SHAIP Africa has urged Ghanaians to accept the malaria vaccine without any panic but rather trust in the competence of the Food and Drugs Authority (FDA).
This is because vaccines used by the Ghana Health Service (GHS) are approved by the requisite local and international bodies, while proper measures are always put in place to ensure that the beneficiaries were safe.
“SHAIP Africa would also like to urge the FDA to ensure an effective Pharmacovigilance progamme as they do for all newly introduced vaccines as a matter of public interest to maintain the continuous trust of Ghanaians in the FDA Ghana and in vaccines.”
These were contained in a press statement, signed by Mr Clement Clinton Blay, Chief Executive Officer of the pro-health Non Governmental Organisation, and copied to the Ghana News Agency, in Accra, on Thursday.
SHAIP Africa said over the years, vaccines had been of substantial help to Ghana and Africa as a whole, therefore, the malaria vaccine should not be met with hostility as a section of the public were doing out of naivety.
The Expanded Programme on Immunisation (EPI), adopted by Ghana in 1978, has about 13 vaccines in use in the country as well as some parts of Africa.
“As a reminder, these include vaccines for Polio, Tuberculosis, Diphtheria, Tetanus, Whooping Cough, Yellow Fever, Measles, and Meningitis among others... the benefits of which could never be downplayed,” SHAIP Africa said.
It urged the pharmaceutical industry and other stakeholders to join in the fight, with the conviction that the fight against malaria was a multifaceted one.

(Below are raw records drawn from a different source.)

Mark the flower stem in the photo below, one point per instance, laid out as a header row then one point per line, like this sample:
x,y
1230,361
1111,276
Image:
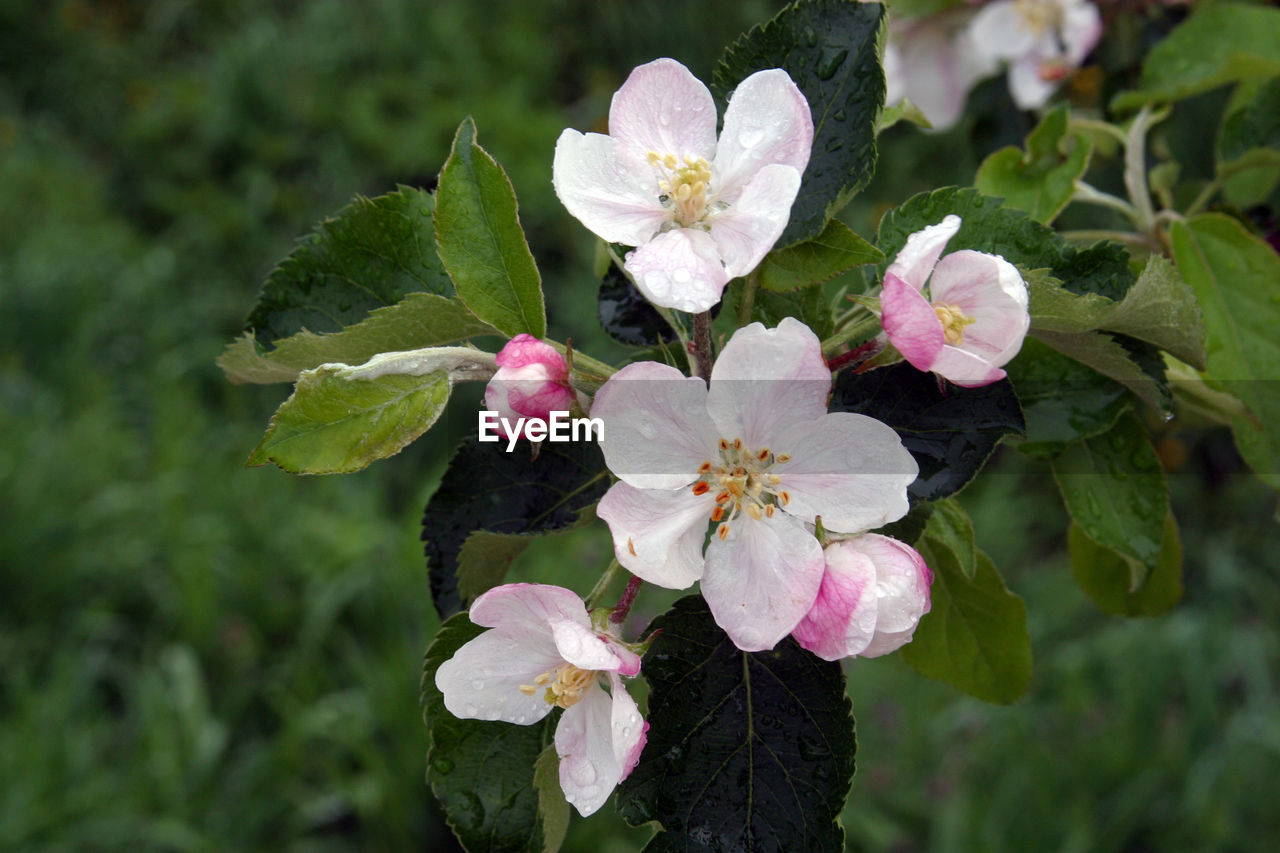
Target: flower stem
x,y
624,606
703,345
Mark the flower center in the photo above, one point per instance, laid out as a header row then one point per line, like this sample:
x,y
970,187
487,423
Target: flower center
x,y
684,186
952,323
744,483
565,685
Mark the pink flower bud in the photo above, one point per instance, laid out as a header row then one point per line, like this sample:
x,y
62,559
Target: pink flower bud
x,y
531,381
873,593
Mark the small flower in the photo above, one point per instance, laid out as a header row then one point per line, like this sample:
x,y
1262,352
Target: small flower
x,y
543,653
978,315
873,593
758,456
699,210
1043,41
531,381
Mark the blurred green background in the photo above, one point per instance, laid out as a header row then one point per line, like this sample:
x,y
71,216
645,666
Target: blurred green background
x,y
197,656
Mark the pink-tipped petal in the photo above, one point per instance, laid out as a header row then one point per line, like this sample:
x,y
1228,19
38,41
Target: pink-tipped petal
x,y
762,579
680,269
850,469
922,250
658,536
767,122
767,378
608,188
663,108
657,432
910,323
745,232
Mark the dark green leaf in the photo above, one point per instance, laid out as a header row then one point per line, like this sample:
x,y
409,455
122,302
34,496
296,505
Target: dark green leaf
x,y
481,243
1115,492
487,488
745,751
1063,400
1235,278
1107,576
1220,44
950,432
833,251
974,635
1042,178
416,322
828,49
371,254
484,771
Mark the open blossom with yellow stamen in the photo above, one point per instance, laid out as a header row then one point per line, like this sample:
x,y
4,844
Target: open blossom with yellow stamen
x,y
700,210
543,652
974,318
754,459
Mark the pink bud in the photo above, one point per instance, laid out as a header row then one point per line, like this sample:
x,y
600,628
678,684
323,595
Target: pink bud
x,y
531,381
874,591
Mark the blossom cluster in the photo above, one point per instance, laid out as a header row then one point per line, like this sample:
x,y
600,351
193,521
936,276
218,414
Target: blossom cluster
x,y
741,480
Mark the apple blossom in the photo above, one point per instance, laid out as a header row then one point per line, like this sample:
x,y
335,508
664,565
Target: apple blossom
x,y
543,652
873,593
974,318
757,455
531,381
699,210
1042,40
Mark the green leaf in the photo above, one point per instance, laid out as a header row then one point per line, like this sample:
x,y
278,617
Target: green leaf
x,y
1223,42
1159,309
1107,576
974,635
951,528
745,751
481,243
416,322
1115,492
1234,276
828,49
487,488
1063,400
950,434
1042,178
485,774
337,424
833,251
371,254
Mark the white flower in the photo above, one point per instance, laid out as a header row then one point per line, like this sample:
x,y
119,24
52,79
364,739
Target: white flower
x,y
543,653
1042,40
700,211
873,594
974,319
759,457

Vaccinations work by boosting the body’s immune system's ability to fight certain infections by teaching the immune system to recognise and fight specific organisms so that when they are exposed to them, there is a much lower risk of getting sick.
GlaxoSmithKline plc (gsk) a British multinational pharmaceutical company, has led the development of malaria vaccine over decades.
The Phase three trial of the malaria vaccine was conducted by the company, in partnership with the Bill & Melinda Gates Foundation and a network of African research centres over five years from 2009, in seven sub-Saharan African countries.
They are Burkina Faso, Gabon, Ghana, Kenya, Malawi, Mozambique and the United Republic of Tanzania, enrolling approximately 15,500 infants and young children.
Children who received four doses of the vaccine have a significantly lower risk of developing malaria
Following a joint review, convened by the African Vaccine Regulatory Forum (AVAREF) in May 2018, the National Regulatory Authorities of Ghana, Kenya and Malawi authorised the vaccine for use in Ghana, Malawi and Kenya, who are participating in this pilot project.